Both the victim families were provided with the Impacts of Events Scale-Revised (IES-R) and asked to answer, one victim family has scored 77 and the second victim family has scored 75 on the scoring rage of 0 to 88, 0 being the lowest or no psychological effects and 88 being the highest with critical trauma. The scores were high on the subscales of hyperarousal, followed by avoidance and intrusion subscales. By this highest score of IES-R, we can say that even after 15 years down the terrorist attack, the victim families still suffer psychologically.


Governments has to focus on providing psychological aid to intervene for the psychological welfare of the victims of terrorist strike rather than focusing more on the economic aids and schemes. Because as we understood from the result of psychological assessment that victim families do suffer from psychological disorders like Post traumatic stress disorder and stress and anxiety disorder, which interfere in their daily lives too.
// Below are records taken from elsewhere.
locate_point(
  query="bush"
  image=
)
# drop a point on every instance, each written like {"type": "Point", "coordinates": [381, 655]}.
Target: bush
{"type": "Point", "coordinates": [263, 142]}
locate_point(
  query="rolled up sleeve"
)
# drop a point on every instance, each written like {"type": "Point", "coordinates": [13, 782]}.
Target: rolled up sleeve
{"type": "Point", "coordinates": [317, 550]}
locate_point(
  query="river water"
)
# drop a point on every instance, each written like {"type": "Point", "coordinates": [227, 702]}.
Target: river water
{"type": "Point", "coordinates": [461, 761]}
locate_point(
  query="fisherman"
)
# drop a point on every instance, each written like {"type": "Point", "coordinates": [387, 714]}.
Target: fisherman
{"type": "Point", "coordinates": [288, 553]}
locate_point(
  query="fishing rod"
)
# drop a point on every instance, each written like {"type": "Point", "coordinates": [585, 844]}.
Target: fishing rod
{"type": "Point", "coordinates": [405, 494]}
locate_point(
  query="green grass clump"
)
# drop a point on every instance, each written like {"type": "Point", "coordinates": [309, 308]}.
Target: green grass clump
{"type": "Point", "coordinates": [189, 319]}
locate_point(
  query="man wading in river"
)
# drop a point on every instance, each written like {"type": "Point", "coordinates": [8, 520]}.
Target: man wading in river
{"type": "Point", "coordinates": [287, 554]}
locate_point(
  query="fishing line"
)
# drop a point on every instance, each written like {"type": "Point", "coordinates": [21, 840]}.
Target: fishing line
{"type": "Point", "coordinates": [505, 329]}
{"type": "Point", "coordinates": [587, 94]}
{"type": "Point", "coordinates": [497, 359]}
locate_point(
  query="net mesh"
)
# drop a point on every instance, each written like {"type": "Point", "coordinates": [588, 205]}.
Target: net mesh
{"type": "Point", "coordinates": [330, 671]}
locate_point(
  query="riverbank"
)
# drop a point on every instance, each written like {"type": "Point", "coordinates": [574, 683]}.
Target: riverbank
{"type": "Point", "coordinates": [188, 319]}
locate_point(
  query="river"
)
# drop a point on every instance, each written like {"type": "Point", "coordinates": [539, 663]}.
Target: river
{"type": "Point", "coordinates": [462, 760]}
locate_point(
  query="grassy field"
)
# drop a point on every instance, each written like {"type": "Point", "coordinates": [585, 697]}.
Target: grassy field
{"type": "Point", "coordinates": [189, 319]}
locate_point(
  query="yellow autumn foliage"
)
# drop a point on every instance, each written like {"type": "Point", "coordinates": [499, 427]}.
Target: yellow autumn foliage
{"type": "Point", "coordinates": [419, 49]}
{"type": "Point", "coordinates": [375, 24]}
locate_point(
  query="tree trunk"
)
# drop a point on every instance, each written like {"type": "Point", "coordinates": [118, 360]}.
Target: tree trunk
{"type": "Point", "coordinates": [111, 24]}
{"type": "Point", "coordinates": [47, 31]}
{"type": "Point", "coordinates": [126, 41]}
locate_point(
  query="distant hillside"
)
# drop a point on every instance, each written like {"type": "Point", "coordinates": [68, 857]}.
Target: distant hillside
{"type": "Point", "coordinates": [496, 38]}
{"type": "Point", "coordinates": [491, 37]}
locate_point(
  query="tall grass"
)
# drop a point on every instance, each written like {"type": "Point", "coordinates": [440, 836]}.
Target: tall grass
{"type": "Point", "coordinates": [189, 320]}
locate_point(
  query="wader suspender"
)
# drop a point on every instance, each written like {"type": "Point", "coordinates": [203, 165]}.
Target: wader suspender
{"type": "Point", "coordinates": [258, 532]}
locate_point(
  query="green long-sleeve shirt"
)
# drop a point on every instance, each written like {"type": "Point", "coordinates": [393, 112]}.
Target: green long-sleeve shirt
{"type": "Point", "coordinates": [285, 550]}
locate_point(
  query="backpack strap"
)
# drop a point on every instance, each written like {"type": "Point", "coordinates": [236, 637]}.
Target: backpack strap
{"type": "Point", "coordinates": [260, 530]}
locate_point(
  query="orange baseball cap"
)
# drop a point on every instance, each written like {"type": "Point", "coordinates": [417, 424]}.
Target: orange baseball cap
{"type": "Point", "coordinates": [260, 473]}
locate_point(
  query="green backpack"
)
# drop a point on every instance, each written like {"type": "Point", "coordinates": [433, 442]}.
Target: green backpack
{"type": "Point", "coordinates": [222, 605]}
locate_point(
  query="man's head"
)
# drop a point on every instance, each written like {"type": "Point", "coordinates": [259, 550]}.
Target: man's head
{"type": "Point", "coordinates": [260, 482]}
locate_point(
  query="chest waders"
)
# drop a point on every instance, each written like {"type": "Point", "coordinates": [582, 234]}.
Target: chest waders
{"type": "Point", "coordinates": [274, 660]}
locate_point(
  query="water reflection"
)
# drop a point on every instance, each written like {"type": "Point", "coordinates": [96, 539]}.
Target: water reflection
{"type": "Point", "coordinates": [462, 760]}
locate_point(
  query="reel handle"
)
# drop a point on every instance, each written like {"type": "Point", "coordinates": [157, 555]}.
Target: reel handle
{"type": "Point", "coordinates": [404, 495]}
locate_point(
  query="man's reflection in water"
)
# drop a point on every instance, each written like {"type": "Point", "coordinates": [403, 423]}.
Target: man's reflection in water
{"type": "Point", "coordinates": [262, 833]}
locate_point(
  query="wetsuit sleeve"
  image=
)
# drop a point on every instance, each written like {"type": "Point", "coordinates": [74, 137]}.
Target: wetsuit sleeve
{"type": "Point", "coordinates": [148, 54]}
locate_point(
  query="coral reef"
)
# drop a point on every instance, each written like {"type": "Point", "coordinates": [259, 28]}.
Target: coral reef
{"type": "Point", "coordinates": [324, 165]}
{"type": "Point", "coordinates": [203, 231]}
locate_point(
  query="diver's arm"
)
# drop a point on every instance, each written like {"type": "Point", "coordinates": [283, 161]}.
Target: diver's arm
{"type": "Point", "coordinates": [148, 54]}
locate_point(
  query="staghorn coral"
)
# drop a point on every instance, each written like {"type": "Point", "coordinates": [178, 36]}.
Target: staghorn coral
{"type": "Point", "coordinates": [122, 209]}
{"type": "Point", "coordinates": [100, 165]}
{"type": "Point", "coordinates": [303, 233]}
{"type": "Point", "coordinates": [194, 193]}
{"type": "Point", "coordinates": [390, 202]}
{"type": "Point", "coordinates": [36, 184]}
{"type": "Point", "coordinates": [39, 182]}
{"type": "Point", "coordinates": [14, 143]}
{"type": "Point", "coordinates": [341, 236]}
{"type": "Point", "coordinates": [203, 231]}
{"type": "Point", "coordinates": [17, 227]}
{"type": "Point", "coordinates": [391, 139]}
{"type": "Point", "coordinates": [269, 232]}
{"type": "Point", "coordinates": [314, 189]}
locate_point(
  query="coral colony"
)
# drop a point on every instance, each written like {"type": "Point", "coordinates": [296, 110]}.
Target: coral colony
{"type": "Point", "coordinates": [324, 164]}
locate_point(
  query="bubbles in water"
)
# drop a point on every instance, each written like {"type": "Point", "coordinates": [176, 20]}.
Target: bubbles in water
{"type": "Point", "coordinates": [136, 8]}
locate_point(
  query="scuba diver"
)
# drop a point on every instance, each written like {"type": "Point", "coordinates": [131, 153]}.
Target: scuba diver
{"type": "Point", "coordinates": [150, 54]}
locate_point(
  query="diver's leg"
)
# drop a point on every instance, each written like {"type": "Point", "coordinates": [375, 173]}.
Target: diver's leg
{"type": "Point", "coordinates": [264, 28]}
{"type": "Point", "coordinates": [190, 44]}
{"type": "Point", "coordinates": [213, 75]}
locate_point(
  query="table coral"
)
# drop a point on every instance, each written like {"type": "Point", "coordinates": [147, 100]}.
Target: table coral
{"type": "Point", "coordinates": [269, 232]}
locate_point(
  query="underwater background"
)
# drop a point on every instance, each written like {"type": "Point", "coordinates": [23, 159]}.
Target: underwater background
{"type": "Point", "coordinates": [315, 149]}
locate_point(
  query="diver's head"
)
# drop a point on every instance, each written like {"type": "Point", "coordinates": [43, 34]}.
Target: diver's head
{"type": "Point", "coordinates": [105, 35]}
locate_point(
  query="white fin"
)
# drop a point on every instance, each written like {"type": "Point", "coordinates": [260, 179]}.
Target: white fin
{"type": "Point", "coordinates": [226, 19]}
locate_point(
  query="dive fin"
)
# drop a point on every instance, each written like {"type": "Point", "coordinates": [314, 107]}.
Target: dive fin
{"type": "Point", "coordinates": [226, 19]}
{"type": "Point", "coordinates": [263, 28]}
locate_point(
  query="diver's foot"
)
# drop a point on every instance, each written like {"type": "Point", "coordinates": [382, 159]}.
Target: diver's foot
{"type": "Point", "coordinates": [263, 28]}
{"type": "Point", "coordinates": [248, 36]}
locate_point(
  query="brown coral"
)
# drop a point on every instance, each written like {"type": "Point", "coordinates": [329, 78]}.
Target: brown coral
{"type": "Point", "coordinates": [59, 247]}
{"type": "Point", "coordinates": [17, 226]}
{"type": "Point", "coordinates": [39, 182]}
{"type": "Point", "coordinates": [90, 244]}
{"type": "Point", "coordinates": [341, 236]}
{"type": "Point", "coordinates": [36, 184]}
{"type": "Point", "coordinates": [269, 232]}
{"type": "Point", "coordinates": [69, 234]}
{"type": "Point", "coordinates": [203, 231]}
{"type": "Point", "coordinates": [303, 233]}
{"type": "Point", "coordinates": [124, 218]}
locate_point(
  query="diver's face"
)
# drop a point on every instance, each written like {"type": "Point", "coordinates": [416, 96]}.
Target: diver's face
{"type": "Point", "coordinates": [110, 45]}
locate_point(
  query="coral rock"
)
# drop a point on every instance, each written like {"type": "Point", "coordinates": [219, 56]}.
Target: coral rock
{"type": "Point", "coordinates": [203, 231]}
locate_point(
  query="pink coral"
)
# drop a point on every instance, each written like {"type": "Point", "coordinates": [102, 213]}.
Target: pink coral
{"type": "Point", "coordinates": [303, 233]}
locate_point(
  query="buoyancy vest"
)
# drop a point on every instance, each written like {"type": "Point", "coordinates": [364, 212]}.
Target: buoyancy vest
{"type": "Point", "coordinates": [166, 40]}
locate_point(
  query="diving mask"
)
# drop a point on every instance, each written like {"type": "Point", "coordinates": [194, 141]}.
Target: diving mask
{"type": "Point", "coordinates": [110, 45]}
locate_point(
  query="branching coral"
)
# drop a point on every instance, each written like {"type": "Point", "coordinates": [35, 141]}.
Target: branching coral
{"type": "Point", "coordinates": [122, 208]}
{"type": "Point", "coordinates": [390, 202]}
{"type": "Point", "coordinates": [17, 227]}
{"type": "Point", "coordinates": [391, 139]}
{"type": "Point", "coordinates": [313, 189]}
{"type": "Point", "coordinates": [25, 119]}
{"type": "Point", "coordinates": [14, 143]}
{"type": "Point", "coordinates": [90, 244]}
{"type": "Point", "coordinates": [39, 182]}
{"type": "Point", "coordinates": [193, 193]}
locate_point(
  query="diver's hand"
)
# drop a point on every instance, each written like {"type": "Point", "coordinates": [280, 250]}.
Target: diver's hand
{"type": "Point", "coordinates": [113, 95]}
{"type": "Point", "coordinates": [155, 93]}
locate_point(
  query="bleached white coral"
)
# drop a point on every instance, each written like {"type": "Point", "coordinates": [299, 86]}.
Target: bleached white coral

Psychological interventions like Cognitive Behavior therapy-CBT, Counselling and family-based interventions can be effective [9]. Periodic checks over the mental health will help the victim families far more in overcoming the trauma from its roots.

To look forward, this research concludes by stressing on establishment of trauma centers or psychological intervention centers especially for the victims of terrorism.
Thus, the study will serve as an important tool for policy analysis for the interventions needed for victims of terrorism. Furthermore, the study will also increase public awareness against terrorism and contribute to the assistance of victims of terrorism at all levels and in all forms.